Bizim farkımız sadece olanı değil; kafalarımızdan geçirdiğimiz, olması gerekeni de dizimize yansıtmamız. Yani hayal kurmamız, göndermeler yapıp, seyircimizin ilişki kurmasını sağlayıp onları aktif hale geçirmemiz herhalde. Bir de bizi o mahalle dizilerinden ayıran şeyler yerel, yöresel ağız yapmamamız ve gülme efektleri kullanmamamız olabilir. Bir söyleşide ‘Leyla ile Mecnun evine girerken ayakkabılarını çıkaranların dizisidir’ diye biraz da sosyolojik bir saptama yapmıştım. O samimiyet benimsendi diye düşünüyorum.
Dizilerin sinemaya aktarılmasına nasıl bakıyorsunuz?
Bence dizimizi tamamen tüketip, nihayete erdirdikten sonra bir ara vermeli, sonrasında ekip bir araya gelip filmi çekmeli. Hem seyircimizin bizi özlemesi hem de bizim birbirimizi ve yaptığımız işi özlememiz lazım. İzleyicimize de böylesi bir ara daha iyi gelir diye düşünüyorum.
Sinema ve tiyatroyu karşılaştırırsak eğer, neler söylemek istersiniz?

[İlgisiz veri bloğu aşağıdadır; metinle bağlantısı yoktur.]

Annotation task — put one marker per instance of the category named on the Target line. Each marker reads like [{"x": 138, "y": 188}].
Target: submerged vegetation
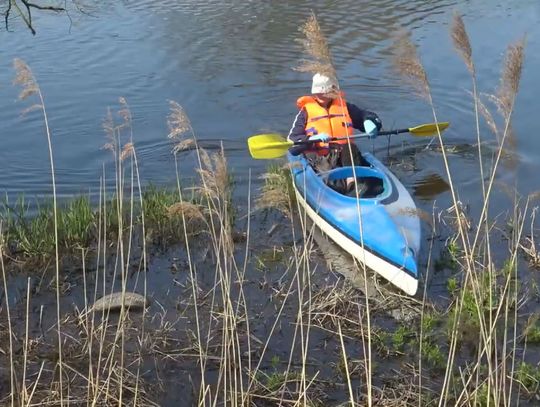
[{"x": 248, "y": 316}]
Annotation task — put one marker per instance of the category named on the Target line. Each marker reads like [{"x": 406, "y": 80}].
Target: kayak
[{"x": 381, "y": 230}]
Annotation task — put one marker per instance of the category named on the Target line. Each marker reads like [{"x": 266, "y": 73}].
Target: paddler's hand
[
  {"x": 370, "y": 128},
  {"x": 320, "y": 138}
]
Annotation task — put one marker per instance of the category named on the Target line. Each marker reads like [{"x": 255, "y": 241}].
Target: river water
[{"x": 229, "y": 64}]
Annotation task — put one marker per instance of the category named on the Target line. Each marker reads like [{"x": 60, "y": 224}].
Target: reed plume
[
  {"x": 510, "y": 78},
  {"x": 462, "y": 42},
  {"x": 316, "y": 47},
  {"x": 406, "y": 62},
  {"x": 25, "y": 78}
]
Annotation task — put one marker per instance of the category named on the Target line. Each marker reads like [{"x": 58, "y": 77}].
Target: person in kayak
[{"x": 325, "y": 115}]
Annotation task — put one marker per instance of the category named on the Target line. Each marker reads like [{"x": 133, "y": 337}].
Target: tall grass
[
  {"x": 489, "y": 296},
  {"x": 104, "y": 355},
  {"x": 30, "y": 87}
]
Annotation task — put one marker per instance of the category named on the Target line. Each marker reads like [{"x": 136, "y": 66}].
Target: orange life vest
[{"x": 334, "y": 121}]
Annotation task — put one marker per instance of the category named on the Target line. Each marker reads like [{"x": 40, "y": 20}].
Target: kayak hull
[{"x": 382, "y": 232}]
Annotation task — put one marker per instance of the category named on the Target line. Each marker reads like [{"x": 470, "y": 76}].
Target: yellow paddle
[{"x": 273, "y": 145}]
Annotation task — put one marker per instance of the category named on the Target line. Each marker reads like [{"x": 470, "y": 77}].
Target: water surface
[{"x": 229, "y": 65}]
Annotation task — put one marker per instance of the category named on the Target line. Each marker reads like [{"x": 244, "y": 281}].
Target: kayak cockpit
[{"x": 372, "y": 184}]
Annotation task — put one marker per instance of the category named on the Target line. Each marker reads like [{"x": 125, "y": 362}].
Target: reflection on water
[{"x": 429, "y": 187}]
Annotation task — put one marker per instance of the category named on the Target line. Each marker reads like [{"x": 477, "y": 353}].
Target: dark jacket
[{"x": 358, "y": 115}]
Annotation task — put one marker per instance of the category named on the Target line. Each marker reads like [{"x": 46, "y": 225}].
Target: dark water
[{"x": 229, "y": 65}]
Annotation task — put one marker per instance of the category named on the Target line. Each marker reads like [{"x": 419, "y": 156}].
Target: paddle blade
[
  {"x": 268, "y": 146},
  {"x": 428, "y": 130}
]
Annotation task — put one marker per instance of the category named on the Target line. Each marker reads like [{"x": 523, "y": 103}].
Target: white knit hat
[{"x": 323, "y": 84}]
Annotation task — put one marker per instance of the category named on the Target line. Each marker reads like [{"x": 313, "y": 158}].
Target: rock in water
[{"x": 113, "y": 302}]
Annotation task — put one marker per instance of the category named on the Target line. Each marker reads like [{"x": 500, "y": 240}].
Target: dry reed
[
  {"x": 462, "y": 42},
  {"x": 407, "y": 64},
  {"x": 316, "y": 47},
  {"x": 30, "y": 87}
]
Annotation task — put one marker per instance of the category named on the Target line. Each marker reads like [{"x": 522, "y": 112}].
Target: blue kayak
[{"x": 381, "y": 231}]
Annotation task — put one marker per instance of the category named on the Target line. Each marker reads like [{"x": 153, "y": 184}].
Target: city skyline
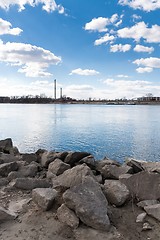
[{"x": 94, "y": 49}]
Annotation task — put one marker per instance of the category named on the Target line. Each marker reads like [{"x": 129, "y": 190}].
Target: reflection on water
[{"x": 113, "y": 131}]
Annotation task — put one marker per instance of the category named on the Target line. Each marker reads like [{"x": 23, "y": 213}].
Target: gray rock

Yeni sinemacılarımız sokakta, evde, okulda; yani akan hayatın sorunlarını, ikilemlerini, tartışmalarını, aşkını, beklentilerini beyazperdeye aktarmış ve bir reform gerçekleştirmiş durumdalar artık. Dünya sinemasında kendilerini ispatlayabilecek haldeler. Tiyatrocularımız maalesef güncel mevzuları, sokaktaki hayatı sahneye taşıyamadılar. Bunun nedenlerinden ilki oyun yazarı çıkaramamamız, ikincisi de “yönetmen tiyatrosu” ekolünün fazla etkisinde kalmamız. Yani sahnenin, yönetmenin zekâ ispat arenasına çevrilmiş olmasıdır. Zamanla alttan gelen genç, dinamik, yeni mezun arkadaşlarımızın yine kafaca kendini eğriltebilen orta yaşlı ve yaşlı oyuncularla oluşturacakları birliktelikler küçük oda tiyatrosu oluşumlarını ortaya çıkaracak, bunlar da daha heyecan verici büyük kumpanyalara dönüşebilecek zaman içinde. Güncel, hayatımızın içindeki mevzuları sahneye yansıtan metinler çıkarabilmemiz, sokakla sahne arasındaki yarığı kapatabilir. Böylelikle sinemanın yaptığı reformu biz tiyatrocular da yaşarız memleketimizde.
Teşekkür ederiz…
Ben “Leyla ile Mecnun’un” kamera önü, arkası, ofis çalışanları adına çok teşekkür ederim, bizi izlediğiniz ve sahiplendiğiniz için.